…pooh-pooh (yes, now I’ve said it twice) the importance of logging/tracking audition details.
Well, if last month’s column on the art of logging audition details didn’t do it for you, this month isn’t going to be any better. I’ll continue to beat that dead horse… or as I prefer to think of it, give you even more intriguing things to track, accompanied by the possibly career enhancing reasons to do so.
Commercial actors should never underestimate the value of logging audition details.
Last month I made my case for logging the following details:
Date— to see patterns in slow/busy times, know if you are indeed in a slump, to calm your fears.
Product— helps to define broad brand type, hair choices, wardrobe.
Casting Director— for building relationships, for agent meetings and thank you’s.
Role— helps to define specific types, inform your headshots.
Description— troubleshooting when you are being called in for the “wrong” and informing the “right.”
Main Photo submitted— helps to analyze headshots, which work and which don’t.
Type of audition— identifying where you excel and where you could brush up on technique.

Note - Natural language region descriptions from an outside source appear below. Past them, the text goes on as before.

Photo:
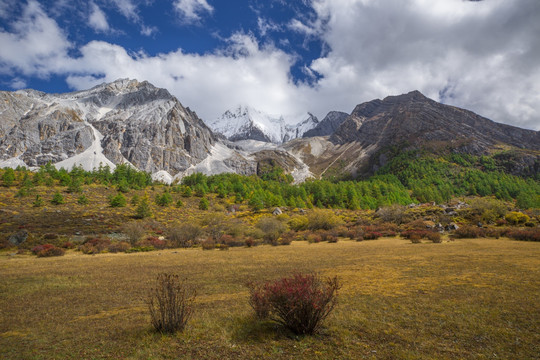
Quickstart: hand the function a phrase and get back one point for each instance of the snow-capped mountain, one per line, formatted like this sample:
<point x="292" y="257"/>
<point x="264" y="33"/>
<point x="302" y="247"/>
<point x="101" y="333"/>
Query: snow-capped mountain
<point x="247" y="123"/>
<point x="125" y="121"/>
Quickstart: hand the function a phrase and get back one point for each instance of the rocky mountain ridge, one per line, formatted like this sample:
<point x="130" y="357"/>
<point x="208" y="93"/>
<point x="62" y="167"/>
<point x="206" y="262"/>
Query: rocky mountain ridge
<point x="133" y="122"/>
<point x="247" y="123"/>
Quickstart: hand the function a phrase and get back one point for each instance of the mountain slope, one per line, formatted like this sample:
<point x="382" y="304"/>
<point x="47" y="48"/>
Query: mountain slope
<point x="413" y="118"/>
<point x="247" y="123"/>
<point x="328" y="125"/>
<point x="124" y="121"/>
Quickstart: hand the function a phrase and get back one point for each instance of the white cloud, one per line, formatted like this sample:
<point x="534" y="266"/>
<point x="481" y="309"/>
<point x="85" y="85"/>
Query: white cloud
<point x="36" y="46"/>
<point x="190" y="10"/>
<point x="482" y="56"/>
<point x="97" y="19"/>
<point x="17" y="84"/>
<point x="128" y="9"/>
<point x="266" y="26"/>
<point x="484" y="53"/>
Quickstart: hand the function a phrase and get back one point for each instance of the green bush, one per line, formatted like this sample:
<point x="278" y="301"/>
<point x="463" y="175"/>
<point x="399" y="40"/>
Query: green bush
<point x="57" y="199"/>
<point x="323" y="219"/>
<point x="119" y="200"/>
<point x="170" y="303"/>
<point x="516" y="217"/>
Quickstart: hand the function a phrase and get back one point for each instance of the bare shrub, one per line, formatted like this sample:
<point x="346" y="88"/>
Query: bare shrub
<point x="323" y="219"/>
<point x="120" y="246"/>
<point x="393" y="213"/>
<point x="134" y="231"/>
<point x="272" y="228"/>
<point x="208" y="244"/>
<point x="170" y="303"/>
<point x="184" y="235"/>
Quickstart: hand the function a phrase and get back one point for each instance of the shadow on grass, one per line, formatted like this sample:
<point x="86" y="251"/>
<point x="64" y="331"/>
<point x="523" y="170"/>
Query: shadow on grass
<point x="249" y="329"/>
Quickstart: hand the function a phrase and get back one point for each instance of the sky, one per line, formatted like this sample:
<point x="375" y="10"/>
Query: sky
<point x="283" y="57"/>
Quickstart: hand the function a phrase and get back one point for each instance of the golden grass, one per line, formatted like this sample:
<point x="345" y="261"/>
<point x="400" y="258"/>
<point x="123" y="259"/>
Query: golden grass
<point x="462" y="299"/>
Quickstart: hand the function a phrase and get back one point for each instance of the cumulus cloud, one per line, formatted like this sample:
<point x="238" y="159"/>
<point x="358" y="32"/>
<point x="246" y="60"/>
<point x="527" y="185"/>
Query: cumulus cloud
<point x="97" y="19"/>
<point x="35" y="46"/>
<point x="477" y="55"/>
<point x="190" y="10"/>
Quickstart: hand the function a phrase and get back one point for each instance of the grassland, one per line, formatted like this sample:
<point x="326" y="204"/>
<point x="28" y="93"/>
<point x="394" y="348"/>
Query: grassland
<point x="462" y="299"/>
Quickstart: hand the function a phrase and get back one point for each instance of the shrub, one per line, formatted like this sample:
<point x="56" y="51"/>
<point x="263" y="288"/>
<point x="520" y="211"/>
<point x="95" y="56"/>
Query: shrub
<point x="469" y="232"/>
<point x="47" y="250"/>
<point x="525" y="235"/>
<point x="516" y="217"/>
<point x="82" y="200"/>
<point x="393" y="213"/>
<point x="38" y="202"/>
<point x="153" y="241"/>
<point x="170" y="303"/>
<point x="119" y="200"/>
<point x="300" y="303"/>
<point x="434" y="237"/>
<point x="120" y="246"/>
<point x="68" y="245"/>
<point x="134" y="231"/>
<point x="203" y="204"/>
<point x="372" y="235"/>
<point x="184" y="235"/>
<point x="208" y="244"/>
<point x="298" y="223"/>
<point x="57" y="199"/>
<point x="143" y="209"/>
<point x="332" y="239"/>
<point x="95" y="246"/>
<point x="271" y="227"/>
<point x="323" y="219"/>
<point x="164" y="199"/>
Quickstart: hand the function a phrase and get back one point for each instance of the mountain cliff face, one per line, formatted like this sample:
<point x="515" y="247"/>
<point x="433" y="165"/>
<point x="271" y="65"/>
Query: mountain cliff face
<point x="247" y="123"/>
<point x="328" y="125"/>
<point x="414" y="119"/>
<point x="133" y="122"/>
<point x="124" y="121"/>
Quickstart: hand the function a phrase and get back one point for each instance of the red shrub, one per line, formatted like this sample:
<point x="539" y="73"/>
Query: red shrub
<point x="47" y="250"/>
<point x="120" y="246"/>
<point x="300" y="302"/>
<point x="153" y="241"/>
<point x="525" y="235"/>
<point x="68" y="245"/>
<point x="37" y="249"/>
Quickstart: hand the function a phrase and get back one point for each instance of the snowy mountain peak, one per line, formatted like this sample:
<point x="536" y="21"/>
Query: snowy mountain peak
<point x="248" y="123"/>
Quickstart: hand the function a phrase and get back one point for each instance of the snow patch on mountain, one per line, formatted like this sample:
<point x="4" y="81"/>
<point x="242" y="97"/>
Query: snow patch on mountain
<point x="245" y="123"/>
<point x="89" y="159"/>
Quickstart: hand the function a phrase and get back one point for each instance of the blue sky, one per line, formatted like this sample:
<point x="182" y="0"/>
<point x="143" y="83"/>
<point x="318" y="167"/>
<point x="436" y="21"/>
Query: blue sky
<point x="283" y="57"/>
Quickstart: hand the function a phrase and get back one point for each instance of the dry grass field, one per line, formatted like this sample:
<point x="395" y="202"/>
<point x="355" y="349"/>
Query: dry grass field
<point x="463" y="299"/>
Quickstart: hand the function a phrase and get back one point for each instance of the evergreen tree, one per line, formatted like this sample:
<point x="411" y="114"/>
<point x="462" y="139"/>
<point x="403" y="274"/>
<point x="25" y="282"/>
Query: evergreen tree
<point x="143" y="209"/>
<point x="57" y="199"/>
<point x="203" y="204"/>
<point x="8" y="178"/>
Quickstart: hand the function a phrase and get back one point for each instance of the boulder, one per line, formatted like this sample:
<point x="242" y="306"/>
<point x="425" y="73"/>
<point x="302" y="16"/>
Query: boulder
<point x="18" y="238"/>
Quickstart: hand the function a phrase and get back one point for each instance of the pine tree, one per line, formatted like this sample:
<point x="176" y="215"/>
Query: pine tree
<point x="57" y="199"/>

Wardrobe/hair. There are many commercial myths. One is the casting of a commercial is solely based on one’s looks. I will say this… more and more I’m finding there is a value (or demand, in some cases) placed on the actor’s ability to ACT. Certainly to improv. Fun! It is, however, true, that looks play a role in all commercial booking decisions. Wardrobe and hair (even for men) can work for/against you. Never, I repeat, never underestimate the importance of these two details. Keep track of them and analyze. Color and length of hair. Color and fit of wardrobe. I’d take a photo before each audition, if I were you. See if you can find a pattern of success/failure based on wardrobe and hair choices. This goes without saying, but ditch the failures and do more of what’s working, and specifically per type. It’s an amazing thing to be able to look at what you were doing in a successful time period, vs. what is happening in a slump. Are you doing something different? Possibly not, but wouldn’t it be nice to take that off the list of possible reasons for the slump? Maybe you can see in your audition photos that you’ve gained noteworthy weight. If you booked when you were 15 lbs. lighter (or heavier) you may consider going back to the previous weight. Tracking these details also comes in handy when you are attending sooooo many auditions, you can’t remember how to look for the callback. This does happen. What a fabulous problem to have.
Callbacks/Avails/Bookings. “Math” was talked about in our recent election… and I’m going to bring up that popular but hated M-word again. Knowing your ratio of auditions to callbacks to avails to bookings is really important. If you aren’t getting auditions, you need to analyze your headshots, agent, resume, training and networking. When you are getting the auditions, but rarely get the callback, then you know where the breakdown is happening and you can address it. You have good actor tools, but are doing something that isn’t working in the room. The same goes for getting the callback a decent amount of the time, but not getting the avail. Something is happening in the callback room that is keeping you from moving on. When you are equipped with the facts of percentages, you can identify where things are going right… then wrong. You can spend your time and money on addressing the exact problem based on facts, not potentially misguided feelings.
Workshop/classes. I’d love to think you could remember all the industry professionals you’ve met and where you’ve met them, but I’m pretty sure when you are getting out there and networking as much as you should, you are unable to do that. It never ceases to amaze me how many actors I know and recognize from classes, workshops, speaking engagements, not to mention AUDITIONS who haven’t the foggiest. Hopefully, you remember the big shot industry folks, the ones that regularly call you in, certainly… but the more you can keep track of, the better. When actors submit themselves, I’m a big believer in leaving the CD a note reminding them how you know them. It’s an industry pro’s job to remember you (truly)… but, it’s also your job to remember us, remind us, and keep in touch with us.
And that’s enough. I know logging audition details sounds about as fun as a root canal (no offense to the dentists out there) but at least give it a thought before you chuck the idea out the window. I firmly believe it has the potential to do wonders for you and your career. And now… I’m officially done beating the horse.